How to Eat Seasonally

Have you ever noticed that certain produce sometimes just doesn’t taste as good as it usually does? It may be due to eating out of season!

When you eat fruits and vegetables that are in season, you’re consuming them at peak freshness and flavor. It’s not just your taste buds that benefit! Eating seasonally is better for your health, your budget, and the environment!

When produce is grown out of season, it’s often picked before it is fully ripe, and transported long distances, resulting in a loss of flavor and nutrients.

On the homestead, where you focus on producing and preserving your own food, you start to naturally eat with the seasons. And if you’re a beginner homesteader, it’s a great way to get started!

But this is for anyone! Whether you grow it yourself, or pick it up at a local farmers’ market, eating seasonal fruits and vegetables is a great way to support your health and the environment!

Benefits of Eating Seasonal Fruits and Vegetables

Eating seasonally is a delicious way to improve your health, reduce your budget, and help the environment. Here are a few of the benefits:

Nutritional Value

Fruits and vegetables that are currently in season are typically fresher and more nutritious than those that are out of season. 

When produce is picked at peak ripeness, it contains more vitamins, minerals and antioxidants. Fruits and vegetables that are shipped long distances or stored for long periods of time lose some of their nutritional value.

By eating seasonal produce, you’re getting the most nutrients possible.

Even preserved produce has better nutritional value when it’s preserved at peak freshness. There’s a reason advertisements for the best brands of canned and frozen produce will brag about how quickly they preserve their products!

And let’s face it, when produce is at its best quality, it tastes better, and you’re far more likely to eat it! The food that spoiled in the fridge because it wasn’t appealing gave you no nutritional value!

Cost-Effectiveness and Availability

Seasonal produce in the grocery store is often less expensive than when it is out of season. It doesn’t have to be shipped from far away or stored for a long time.
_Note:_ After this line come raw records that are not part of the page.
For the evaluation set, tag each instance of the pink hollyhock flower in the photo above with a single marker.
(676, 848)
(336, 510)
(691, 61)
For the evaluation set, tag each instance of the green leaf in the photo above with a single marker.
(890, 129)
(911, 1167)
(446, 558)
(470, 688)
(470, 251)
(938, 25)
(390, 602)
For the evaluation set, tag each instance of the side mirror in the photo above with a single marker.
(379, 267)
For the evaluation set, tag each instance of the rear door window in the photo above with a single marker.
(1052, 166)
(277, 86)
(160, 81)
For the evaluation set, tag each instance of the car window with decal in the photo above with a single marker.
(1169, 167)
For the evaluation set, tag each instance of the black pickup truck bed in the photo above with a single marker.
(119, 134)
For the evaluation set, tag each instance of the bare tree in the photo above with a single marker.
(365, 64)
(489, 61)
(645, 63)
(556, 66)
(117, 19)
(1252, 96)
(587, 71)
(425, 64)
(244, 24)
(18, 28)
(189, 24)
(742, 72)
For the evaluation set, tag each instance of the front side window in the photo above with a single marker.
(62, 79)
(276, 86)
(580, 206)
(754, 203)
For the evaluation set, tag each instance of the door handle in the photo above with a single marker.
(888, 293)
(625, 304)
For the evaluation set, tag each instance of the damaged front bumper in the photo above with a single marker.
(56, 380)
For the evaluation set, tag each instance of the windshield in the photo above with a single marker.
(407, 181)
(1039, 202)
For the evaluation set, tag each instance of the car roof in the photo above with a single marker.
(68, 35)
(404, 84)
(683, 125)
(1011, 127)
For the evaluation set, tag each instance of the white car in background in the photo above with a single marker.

Buying fruits and vegetables in season ensures you can enjoy fresher, more flavorful produce, and save money!

Finally get a handle on your grocery bill! Make your food budget stretch further with these awesome tips! Top 7 Ways to Save Money on Groceries (#4 May Surprise You!)

If you’re shopping at a local farmers’ market, you’ll notice that some produce simply isn’t available when it’s out of season. If it can’t be grown locally, it has to be shipped in.

Learning to eat seasonally will help you enjoy the fresh flavors of each season, and support your local farmers. Try asking for a favorite recipe if you’re not sure how to cook something!

Environmental Benefits

Eating seasonal fruits and vegetables is also much better for the environment. Shipping long distances requires more energy, and produces more greenhouse gasses.

Storing produce before it goes to the consumer also uses more resources. 

In addition, out-of-season produce often requires more pesticides and other chemicals to grow, which can also harm the environment.

By choosing seasonal produce, you can reduce your carbon footprint, and support sustainable agriculture. 

What Fruits and Vegetables are in Season?

If you’ve never considered eating seasonally, you may feel unsure what fruits and vegetables to look for. A general list of seasonal produce will help guide you at the grocery store and when making your meal plans.

Because growing seasons are slightly different depending on location, the following is a general list based on the four seasons instead of a month-by-month list.

Some produce may not be currently growing, but is still considered in season because of how well it stores, such as apples, onions, and winter squash.


Spring is the season of new beginnings, and it’s also a time when fresh produce starts making its way onto our plates. From asparagus and peas to spinach and lettuce, we look forward to the first fresh harvest of the season! 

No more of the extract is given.